Jarrah, in combination with King Billy Pine, makes lovely sounding mandolins. A King Billy Pine top, Jarrah back, and fiddleback Blackwood bindings produces quite a handsome combination. However, the instruments are quite heavy because Jarrah is a very heavy timber, and most musicians do notice this and don't like it. Tonally, Jarrah is very strong in the bass. Mandolins made from Jarrah have a strong rich sounding bass which imparts an overall fuller tonal quality on the instrument. I do not use Jarrah any more because of the weight problem and being a Eucalyptus species, the wood is not particularly stable.
Extremely hard and heavy desert Acacia species that I use for tuning knobs and bindings. Makes very attractive tuning knobs and excellent bindings. Sometimes can have fiddleback figure (ringed Gigdee). Bends reasonably easy if you are careful. Fine grain texture that polishes up well. It has an attractive dark reddish brown colour under an oil finish that compliments Myrtle. Is used as an Ebony substitute by many Australian Luthiers and also by the Maton guitar factor. Significantly harder than Ebony. Fingerboards made from Gidgee are not likely to wear out.
Another extremely hard and heavy desert Acacia that I use for tuning knobs and bindings. Reddish gold in colour and not as dark as Gidgee, but has a very attractive golden shine under an oil finish. Makes attractive bindings, but is stiff and difficult to bend.
A hard timber from northern NSW and Queensland with the colour of yellowed ivory. Bends easily so makes excellent bindings. Very difficult to get.
Yet another hard heavy Australian desert Acacia that makes great tuning knobs. Reddish brown in colour with some lighter streaks. Not as hard or as dark as Gidgee and is much easier to machine.
Moderately hard and heavy conifer that can be used as a soundboard timber. I have only ever made one mandolin from this wood. The mandolin was an F soundhole mandolin with Blackwood back and sides. The sound could be described as mellow, but I preferred the sound of a Red Spruce/Walnut mandolin I had at the time so have not used it since. Has also been used as a soundboard timber in violins and harps.
More recently I have been trying some European Spruce harvested in
Romania in the Carpathian mountains (the so called Carpathian Spruce).

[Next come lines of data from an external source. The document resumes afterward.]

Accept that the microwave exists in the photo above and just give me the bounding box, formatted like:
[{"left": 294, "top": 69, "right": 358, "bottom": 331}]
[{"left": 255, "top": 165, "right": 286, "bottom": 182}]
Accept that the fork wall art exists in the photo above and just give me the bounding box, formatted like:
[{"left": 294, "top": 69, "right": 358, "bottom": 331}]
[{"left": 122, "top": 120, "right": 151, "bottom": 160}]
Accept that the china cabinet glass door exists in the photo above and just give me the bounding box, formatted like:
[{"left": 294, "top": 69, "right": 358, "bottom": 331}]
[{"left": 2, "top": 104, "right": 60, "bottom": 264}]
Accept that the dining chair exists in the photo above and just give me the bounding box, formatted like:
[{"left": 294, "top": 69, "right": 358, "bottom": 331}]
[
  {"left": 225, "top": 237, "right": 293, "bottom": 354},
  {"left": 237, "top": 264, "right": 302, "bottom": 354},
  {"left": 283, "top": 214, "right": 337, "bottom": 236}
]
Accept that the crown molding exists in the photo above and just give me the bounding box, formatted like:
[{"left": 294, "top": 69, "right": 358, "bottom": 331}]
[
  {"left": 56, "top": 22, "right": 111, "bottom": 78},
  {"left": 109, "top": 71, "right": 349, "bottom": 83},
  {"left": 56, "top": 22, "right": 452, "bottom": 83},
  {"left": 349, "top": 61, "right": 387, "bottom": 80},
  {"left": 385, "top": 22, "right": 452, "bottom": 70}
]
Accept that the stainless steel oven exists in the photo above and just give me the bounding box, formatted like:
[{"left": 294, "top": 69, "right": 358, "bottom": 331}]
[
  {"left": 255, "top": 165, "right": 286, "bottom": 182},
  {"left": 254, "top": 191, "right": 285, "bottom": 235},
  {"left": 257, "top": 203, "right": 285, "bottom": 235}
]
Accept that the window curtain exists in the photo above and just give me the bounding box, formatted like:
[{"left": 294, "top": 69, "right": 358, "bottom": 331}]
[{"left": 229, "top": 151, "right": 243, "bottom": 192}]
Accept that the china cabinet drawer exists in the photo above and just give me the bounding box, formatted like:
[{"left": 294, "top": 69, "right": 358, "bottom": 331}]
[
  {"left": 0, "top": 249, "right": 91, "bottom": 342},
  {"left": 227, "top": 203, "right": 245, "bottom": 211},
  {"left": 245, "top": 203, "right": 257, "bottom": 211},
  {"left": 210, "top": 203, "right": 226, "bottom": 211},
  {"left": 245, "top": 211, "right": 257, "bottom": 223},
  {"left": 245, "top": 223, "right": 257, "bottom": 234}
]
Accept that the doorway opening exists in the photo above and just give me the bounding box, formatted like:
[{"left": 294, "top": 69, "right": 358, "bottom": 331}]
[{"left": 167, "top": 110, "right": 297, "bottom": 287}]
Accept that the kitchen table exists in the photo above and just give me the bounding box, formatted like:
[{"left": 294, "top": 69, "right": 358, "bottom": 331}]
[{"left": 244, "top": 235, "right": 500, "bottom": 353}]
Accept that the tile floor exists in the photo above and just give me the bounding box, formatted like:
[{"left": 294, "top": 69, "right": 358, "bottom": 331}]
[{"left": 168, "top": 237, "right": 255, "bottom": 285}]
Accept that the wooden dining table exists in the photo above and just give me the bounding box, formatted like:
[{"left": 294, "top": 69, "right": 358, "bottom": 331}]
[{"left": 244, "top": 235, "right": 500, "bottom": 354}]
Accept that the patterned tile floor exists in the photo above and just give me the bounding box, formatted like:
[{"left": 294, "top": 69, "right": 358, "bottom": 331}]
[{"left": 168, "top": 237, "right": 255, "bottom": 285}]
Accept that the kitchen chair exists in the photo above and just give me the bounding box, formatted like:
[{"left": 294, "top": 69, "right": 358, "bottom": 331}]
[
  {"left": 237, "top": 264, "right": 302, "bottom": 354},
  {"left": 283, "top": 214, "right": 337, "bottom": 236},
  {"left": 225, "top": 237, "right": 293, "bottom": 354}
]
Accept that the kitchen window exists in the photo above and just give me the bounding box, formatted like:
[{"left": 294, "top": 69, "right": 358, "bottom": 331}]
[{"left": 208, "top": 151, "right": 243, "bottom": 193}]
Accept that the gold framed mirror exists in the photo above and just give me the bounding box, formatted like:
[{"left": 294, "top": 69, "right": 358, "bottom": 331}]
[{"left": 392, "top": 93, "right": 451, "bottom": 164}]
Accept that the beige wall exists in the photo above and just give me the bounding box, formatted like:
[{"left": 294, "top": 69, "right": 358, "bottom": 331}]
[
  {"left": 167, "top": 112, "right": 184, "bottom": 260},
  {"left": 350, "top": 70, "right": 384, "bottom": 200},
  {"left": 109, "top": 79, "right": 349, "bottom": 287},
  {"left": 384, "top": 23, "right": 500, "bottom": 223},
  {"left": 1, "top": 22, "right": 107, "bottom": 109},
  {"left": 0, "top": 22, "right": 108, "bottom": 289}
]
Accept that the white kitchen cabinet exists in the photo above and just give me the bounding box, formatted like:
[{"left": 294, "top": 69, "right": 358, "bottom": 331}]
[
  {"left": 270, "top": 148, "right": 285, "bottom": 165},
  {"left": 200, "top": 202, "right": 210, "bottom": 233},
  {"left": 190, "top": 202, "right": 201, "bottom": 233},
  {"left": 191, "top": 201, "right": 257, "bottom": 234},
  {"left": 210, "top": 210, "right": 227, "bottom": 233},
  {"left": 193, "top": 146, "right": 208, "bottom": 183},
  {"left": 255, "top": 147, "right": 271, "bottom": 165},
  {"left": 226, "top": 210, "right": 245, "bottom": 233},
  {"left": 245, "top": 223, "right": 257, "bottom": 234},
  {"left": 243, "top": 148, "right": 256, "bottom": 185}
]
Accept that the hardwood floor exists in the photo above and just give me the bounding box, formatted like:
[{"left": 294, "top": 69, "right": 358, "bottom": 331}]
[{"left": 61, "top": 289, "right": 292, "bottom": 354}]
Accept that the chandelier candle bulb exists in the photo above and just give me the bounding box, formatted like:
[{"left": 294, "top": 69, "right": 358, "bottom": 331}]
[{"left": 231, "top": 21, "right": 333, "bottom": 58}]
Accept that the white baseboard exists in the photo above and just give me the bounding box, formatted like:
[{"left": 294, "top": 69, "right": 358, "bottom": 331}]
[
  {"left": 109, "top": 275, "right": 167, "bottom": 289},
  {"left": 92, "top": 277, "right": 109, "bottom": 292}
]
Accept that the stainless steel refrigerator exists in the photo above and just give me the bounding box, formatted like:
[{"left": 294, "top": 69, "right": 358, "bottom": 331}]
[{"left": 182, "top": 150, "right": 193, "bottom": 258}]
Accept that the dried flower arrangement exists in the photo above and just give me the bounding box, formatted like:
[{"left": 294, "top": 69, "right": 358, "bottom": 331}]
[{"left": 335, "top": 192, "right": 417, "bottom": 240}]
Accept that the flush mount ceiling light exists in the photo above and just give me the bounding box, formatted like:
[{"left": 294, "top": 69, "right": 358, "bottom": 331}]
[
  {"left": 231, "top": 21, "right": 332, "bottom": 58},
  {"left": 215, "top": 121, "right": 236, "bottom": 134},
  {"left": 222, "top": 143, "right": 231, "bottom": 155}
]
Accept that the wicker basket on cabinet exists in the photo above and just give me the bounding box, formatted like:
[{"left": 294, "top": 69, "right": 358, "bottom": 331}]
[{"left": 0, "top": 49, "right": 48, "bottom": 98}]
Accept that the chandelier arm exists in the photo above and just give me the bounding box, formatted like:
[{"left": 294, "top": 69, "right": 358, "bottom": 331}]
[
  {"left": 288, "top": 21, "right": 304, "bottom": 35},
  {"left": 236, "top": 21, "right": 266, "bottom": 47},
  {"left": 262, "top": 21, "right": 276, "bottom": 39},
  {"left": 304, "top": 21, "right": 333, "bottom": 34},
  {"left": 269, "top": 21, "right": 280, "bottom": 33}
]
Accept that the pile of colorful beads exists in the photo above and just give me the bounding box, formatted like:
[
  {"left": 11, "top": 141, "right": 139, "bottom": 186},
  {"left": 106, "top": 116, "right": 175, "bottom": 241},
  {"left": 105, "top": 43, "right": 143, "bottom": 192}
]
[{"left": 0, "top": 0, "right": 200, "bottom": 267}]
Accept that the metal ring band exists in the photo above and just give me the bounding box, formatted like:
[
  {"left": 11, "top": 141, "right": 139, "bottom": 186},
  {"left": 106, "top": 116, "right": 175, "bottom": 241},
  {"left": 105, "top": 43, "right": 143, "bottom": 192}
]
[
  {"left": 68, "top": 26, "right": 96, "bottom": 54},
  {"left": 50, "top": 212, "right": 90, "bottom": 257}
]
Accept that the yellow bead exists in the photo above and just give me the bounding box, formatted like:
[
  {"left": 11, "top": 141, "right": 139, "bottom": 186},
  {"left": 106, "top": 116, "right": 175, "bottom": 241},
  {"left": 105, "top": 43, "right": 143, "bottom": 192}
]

This Spruce so far has been superb in terms of sound quality, but it is
not quite so easy to work with and not as pretty as the Swiss Spruce.
However, I will be using much more of this wood in the future because I
really like the sound I get from it. The sound is quite unique,
different from alpine Swiss Spruce and much more like Red Spruce, but
with improved warmth and clarity of tone.
More recently I made three A5 mandolins with a Red Spruce top and European
Maple back sides and neck. The first mandolin was easily the best
sounding mandolin I have ever made, and made me think seriously whether
it really was worth using anything else in my F soundhole mandolins!
It was so damn good that in my opinion it was the best sounding mandolin I
have ever had in my hands, bar none. At the time I thought it may
have been a fortunate fluke, but blow me down if the second instrument
sounded even better, and the third better again! Not all that much better, but better
nevertheless. Rest assured, I have drained the bank account and now have very good stocks of this amazing tonewood,
quietly drying the workshop, and will be using lots of it in the future. Pity it does
not have the beautiful natural colours of the Australian natives.